INR, total bilirubin and arterial lactate may not be reflective of liver issues alone. Importantly, marked abnormalities could exist in some or all of these markers and be associated with mortality and yet not be the result of specific liver injury or dysfunction but of illness severity. Lactate is marker for tissue hypo-perfusion in both hepatic and non-hepatic endothelial beds and is further elevated with decreased hepatic clearance. Bilirubin can rise in hematological conditions in the critically ill, and by not differentiating between conjugated and unconjugated bilirubin, we may underestimate the role of hemolytic causes. Coagulation disorders are similarly common in trauma, hematological conditions, sepsis, and renal failure as well as primary hepatic conditions. Overall, whether or not the cause of critical illness in the cohorts under study is primarily acute hepatic failure, the combination of these markers is predictive for short-term mortality and correlates with ACLF grade.

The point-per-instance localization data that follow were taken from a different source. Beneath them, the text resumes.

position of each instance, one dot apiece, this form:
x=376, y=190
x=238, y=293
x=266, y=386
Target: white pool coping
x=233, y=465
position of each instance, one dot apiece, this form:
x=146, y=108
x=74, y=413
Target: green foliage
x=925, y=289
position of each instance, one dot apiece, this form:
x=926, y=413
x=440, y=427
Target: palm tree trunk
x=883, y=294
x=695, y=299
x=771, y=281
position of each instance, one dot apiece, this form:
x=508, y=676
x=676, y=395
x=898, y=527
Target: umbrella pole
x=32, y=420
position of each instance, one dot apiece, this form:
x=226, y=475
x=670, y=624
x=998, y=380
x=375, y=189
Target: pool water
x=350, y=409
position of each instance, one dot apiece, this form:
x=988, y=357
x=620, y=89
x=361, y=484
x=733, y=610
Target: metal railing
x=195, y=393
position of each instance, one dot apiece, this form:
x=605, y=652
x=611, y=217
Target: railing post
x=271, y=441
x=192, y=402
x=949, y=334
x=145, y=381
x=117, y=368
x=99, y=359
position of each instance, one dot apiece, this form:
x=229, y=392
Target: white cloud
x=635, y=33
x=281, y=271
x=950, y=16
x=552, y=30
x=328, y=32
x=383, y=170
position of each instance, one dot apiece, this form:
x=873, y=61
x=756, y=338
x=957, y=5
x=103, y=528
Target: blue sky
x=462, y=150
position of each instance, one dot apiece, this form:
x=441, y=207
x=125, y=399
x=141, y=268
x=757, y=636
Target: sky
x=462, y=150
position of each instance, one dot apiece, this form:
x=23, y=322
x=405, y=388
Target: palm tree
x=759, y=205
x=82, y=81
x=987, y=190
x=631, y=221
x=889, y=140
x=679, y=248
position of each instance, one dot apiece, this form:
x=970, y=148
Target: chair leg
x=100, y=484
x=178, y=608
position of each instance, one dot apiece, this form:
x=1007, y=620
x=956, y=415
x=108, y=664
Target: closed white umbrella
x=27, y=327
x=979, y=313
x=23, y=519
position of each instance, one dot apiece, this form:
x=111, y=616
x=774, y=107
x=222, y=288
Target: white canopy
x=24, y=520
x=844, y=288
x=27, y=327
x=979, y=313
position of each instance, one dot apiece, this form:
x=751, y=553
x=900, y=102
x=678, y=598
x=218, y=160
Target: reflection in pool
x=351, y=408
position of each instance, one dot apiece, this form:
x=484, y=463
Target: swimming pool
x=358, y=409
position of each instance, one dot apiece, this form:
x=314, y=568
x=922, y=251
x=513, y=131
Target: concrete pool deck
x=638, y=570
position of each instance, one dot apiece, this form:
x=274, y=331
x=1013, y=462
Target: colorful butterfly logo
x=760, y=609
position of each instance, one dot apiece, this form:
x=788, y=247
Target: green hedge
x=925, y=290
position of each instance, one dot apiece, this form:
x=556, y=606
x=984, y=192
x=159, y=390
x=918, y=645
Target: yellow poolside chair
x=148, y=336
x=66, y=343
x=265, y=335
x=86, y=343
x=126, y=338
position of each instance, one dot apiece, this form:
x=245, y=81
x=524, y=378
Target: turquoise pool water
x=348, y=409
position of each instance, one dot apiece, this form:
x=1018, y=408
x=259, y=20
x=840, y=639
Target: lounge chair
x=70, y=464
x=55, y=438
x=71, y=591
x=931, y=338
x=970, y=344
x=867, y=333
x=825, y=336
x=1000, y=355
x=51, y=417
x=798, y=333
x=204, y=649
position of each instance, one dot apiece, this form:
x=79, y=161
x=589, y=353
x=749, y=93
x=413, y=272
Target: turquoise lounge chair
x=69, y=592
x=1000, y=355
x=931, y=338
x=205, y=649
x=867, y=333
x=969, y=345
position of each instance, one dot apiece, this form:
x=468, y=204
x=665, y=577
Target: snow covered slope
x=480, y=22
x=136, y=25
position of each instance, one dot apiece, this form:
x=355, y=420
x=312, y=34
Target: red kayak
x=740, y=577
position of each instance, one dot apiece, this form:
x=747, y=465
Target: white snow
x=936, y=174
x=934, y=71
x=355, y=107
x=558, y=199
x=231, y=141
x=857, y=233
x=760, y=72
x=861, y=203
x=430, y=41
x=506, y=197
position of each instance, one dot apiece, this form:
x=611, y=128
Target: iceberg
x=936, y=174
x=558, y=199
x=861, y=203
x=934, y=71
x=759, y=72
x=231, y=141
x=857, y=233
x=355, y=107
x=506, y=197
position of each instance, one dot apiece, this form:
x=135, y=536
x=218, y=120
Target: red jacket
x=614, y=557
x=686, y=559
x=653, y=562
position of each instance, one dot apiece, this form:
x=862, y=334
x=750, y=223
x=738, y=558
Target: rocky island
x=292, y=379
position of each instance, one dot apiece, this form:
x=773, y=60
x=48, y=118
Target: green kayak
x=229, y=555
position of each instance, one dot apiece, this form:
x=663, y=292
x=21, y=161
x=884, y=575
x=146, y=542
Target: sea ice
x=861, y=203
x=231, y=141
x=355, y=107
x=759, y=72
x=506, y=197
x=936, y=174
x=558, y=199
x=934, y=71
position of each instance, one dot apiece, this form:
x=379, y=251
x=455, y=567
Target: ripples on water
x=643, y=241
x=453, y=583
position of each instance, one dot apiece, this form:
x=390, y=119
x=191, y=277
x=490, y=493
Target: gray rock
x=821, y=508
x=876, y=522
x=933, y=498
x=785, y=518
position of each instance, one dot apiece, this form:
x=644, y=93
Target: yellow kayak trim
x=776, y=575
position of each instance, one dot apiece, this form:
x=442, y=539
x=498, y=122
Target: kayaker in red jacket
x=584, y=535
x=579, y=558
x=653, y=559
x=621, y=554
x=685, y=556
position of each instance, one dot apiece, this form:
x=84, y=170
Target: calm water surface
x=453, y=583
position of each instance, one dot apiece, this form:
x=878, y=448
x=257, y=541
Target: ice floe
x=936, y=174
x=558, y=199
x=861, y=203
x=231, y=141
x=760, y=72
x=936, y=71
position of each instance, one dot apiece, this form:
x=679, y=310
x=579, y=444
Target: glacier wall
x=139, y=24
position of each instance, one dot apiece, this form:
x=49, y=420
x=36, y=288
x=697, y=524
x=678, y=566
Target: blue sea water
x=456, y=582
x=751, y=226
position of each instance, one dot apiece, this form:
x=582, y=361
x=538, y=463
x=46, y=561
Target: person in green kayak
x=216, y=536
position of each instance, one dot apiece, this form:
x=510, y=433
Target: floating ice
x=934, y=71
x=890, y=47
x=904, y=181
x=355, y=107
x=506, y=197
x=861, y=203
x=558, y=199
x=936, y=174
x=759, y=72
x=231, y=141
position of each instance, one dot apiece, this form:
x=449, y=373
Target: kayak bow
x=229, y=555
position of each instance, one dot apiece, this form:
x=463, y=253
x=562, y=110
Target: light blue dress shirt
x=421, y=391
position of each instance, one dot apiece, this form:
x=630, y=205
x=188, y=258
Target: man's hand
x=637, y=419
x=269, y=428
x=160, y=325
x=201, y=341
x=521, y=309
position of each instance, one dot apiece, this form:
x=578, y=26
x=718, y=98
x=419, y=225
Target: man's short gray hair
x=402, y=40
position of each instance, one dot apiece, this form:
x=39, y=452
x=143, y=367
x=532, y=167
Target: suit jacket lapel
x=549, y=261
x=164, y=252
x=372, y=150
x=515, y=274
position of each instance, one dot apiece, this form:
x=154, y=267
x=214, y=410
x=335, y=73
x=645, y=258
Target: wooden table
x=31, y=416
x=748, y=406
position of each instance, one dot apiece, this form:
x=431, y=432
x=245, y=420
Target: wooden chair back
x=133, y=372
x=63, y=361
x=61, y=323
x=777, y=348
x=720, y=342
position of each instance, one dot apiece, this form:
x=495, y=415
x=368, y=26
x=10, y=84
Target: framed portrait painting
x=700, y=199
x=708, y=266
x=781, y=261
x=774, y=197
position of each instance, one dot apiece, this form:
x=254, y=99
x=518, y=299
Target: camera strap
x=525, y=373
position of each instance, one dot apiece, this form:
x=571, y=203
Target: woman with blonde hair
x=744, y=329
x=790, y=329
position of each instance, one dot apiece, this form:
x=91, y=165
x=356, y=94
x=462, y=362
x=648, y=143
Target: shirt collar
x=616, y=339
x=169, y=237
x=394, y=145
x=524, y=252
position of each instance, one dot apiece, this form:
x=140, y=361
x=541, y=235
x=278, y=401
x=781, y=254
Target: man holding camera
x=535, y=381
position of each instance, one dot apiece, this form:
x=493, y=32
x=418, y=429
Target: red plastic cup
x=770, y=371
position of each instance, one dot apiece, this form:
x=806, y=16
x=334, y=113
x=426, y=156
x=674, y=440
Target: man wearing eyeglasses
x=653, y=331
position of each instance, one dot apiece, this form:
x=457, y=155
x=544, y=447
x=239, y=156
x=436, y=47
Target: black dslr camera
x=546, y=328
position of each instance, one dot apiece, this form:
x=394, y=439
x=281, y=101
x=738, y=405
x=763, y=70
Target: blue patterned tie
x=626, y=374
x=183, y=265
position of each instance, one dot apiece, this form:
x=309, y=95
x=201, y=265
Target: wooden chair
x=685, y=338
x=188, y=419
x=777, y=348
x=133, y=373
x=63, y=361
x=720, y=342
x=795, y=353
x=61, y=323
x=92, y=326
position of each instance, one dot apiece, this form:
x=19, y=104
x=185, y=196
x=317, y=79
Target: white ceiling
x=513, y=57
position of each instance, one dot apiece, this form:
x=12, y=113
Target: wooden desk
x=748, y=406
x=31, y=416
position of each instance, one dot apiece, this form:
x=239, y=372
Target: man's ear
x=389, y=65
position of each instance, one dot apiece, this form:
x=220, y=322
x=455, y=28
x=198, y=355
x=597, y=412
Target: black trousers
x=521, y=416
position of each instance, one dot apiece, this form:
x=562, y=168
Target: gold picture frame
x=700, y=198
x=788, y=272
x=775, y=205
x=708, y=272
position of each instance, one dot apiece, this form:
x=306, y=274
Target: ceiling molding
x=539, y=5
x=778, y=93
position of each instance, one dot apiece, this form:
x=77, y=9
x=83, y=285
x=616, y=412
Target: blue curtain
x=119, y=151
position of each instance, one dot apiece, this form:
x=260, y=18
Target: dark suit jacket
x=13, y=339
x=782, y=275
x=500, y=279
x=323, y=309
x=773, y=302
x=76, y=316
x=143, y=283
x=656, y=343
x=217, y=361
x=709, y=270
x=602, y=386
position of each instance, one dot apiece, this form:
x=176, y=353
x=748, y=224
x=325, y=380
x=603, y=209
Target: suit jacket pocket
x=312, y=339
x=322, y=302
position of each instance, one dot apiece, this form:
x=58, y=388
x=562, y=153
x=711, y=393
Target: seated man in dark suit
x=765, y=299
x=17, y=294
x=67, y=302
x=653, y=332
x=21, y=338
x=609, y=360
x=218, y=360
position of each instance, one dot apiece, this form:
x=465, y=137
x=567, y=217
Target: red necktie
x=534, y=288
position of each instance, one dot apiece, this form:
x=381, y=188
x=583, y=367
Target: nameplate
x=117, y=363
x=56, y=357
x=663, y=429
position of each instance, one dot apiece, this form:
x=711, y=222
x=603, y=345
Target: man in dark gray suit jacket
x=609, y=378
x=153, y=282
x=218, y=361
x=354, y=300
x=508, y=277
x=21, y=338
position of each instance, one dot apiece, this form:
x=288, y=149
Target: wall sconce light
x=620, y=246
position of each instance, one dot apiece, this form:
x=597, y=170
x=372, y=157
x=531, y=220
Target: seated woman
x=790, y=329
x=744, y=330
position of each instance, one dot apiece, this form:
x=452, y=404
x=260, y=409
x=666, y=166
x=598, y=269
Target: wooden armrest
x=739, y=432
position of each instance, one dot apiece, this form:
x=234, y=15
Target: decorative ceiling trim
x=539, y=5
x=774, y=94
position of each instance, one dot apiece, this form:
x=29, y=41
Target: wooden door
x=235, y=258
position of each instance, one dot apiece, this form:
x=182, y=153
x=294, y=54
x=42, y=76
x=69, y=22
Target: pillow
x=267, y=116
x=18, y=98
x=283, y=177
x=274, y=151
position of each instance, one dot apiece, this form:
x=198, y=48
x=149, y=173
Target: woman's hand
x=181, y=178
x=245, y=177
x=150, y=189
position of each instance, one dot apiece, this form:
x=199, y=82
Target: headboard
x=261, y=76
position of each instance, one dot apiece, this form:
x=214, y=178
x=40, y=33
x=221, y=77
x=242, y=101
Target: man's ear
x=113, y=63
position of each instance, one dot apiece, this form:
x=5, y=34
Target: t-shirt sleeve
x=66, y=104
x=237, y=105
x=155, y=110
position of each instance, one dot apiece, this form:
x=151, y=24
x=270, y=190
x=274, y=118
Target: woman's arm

The present study has several strengths. The risk score is simple and easy to calculate from laboratory measures (INR, total bilirubin and arterial lactate) that are commonly available or obtainable in critically ill patients and administrative datasets. The parent dataset where the derivation cohort was obtained is well studied [7, 18]. The use of CPT code 99291 to identify ICU patients and ICD-9-CM code combinations to identify sepsis and chronic liver disease are previously validated in the parent dataset under study [18, 20, 27]. The risk score had good model performance for in-hospital mortality and was comparable to other physiological scores in a validation cohort of critically ill patients with a high proportion of ACLF. Our simple risk score has potential clinical utility in the triage and management of critically ill patients with ACLF. In addition, our risk score can be utilized for outcome studies in observational datasets that include laboratory measures.

Conclusion

In aggregate, these data demonstrate that a risk score based on INR, total bilirubin and arterial lactate drawn at ICU admission is predictive for short-term mortality and correlate with ACLF grade in critically ill patients. This risk score can be quickly, easily and conveniently utilized at the bedside for early risk prediction in patients with chronic liver disease with performance that approaches but does not match that of SOFA or CLIF-SOFA.